Peacocks are so cool!
I wish my scanner worked! I have a picture of my male peacock, with some baby ducks! When he would find bugs, he would call the baby ducks and feed them!
I had a female that would attack my ex! She was a good bird!


----------



## GrassFarmerGalloway (Mar 22, 2009)

I have a friend who has peacocks.  She doesn't even pen them up.


----------



## Kute Kitten (Mar 22, 2009)

Peacocks are cute! I wish we could have peacocks at home.


----------



## wynedot55 (Mar 22, 2009)

i might end up with them if they are sold by tues or wed.im just so busy i cant look at or get them right now.


----------



## Farmer Kitty (Mar 22, 2009)

Kute Kitten said:
			
		

> Peacocks are cute!
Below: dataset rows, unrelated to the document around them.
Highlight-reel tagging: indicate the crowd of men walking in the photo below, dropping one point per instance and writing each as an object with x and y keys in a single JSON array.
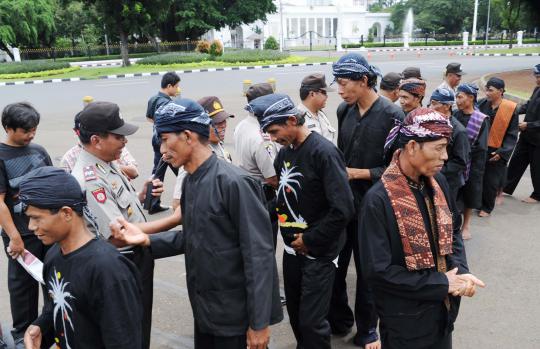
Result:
[{"x": 393, "y": 186}]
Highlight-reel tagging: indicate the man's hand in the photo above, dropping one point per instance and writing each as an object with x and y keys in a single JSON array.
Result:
[
  {"x": 495, "y": 157},
  {"x": 358, "y": 173},
  {"x": 298, "y": 244},
  {"x": 129, "y": 233},
  {"x": 258, "y": 339},
  {"x": 471, "y": 282},
  {"x": 32, "y": 337},
  {"x": 15, "y": 247},
  {"x": 157, "y": 189},
  {"x": 454, "y": 282}
]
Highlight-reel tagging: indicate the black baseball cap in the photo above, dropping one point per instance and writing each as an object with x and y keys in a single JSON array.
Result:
[
  {"x": 454, "y": 68},
  {"x": 498, "y": 83},
  {"x": 258, "y": 90},
  {"x": 104, "y": 117},
  {"x": 214, "y": 108},
  {"x": 391, "y": 81},
  {"x": 411, "y": 72},
  {"x": 315, "y": 82}
]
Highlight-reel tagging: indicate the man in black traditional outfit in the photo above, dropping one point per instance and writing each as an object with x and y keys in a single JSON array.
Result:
[
  {"x": 364, "y": 121},
  {"x": 314, "y": 204},
  {"x": 477, "y": 125},
  {"x": 459, "y": 149},
  {"x": 227, "y": 239},
  {"x": 504, "y": 118},
  {"x": 95, "y": 292},
  {"x": 528, "y": 147},
  {"x": 410, "y": 246}
]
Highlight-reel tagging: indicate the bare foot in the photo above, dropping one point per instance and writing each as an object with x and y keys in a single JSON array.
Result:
[
  {"x": 530, "y": 200},
  {"x": 466, "y": 234},
  {"x": 373, "y": 345}
]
I wish we could have peacocks at home.


Forget it-no place to keep them.


----------



## wynedot55 (Mar 22, 2009)

come on mom the girls want some peafowl


----------



## Farmer Kitty (Mar 22, 2009)

wynedot55 said:
			
		

> come on mom the girls want some peafowl


Nice try.


----------



## Thewife (Mar 22, 2009)

Farmer Kitty said:
			
		

> wynedot55 said:
> 
> 
> 
> ...


Them poor girls, they are so deprived!


----------



## Farmer Kitty (Mar 22, 2009)

thewife said:
			
		

> Farmer Kitty said:
> 
> 
> 
> ...


They can go to the neighbor's to see a peacock. Speaking of which, she's looking for fertile peafowl eggs to hatch this spring. If she gets some then the girls will get to see little ones too!


----------



## Kute Kitten (Mar 22, 2009)

Really? I didn't know! Wynedot, if you do end up them, would you post some pics of them?


----------



## Farmer Kitty (Mar 22, 2009)

Kute Kitten said:
			
		

> Really? I didn't know! Wynedot, if you do end up them, would you post some pics of them?


wynedot and pics? 

You don't know everything dear child.


----------



## Kute Kitten (Mar 22, 2009)

I don't care! Can't I still ask for some?


----------



## wynedot55 (Mar 22, 2009)

your mom loves getting on me about pics.because she knows im slow about taking pics an trying to post them.i bet they will sale before i can get loose an check on them.


----------



## Kute Kitten (Mar 22, 2009)

She's good with a camera. I bet she takes 10 pics a day the least! I'm more like you Wynedot. I know some about cameras, not a lot though!


----------



## wynedot55 (Mar 22, 2009)

thanks kute kitten glad your on my side :bun:bun


----------



## Kute Kitten (Mar 22, 2009)

Your welcome Wynedot!


----------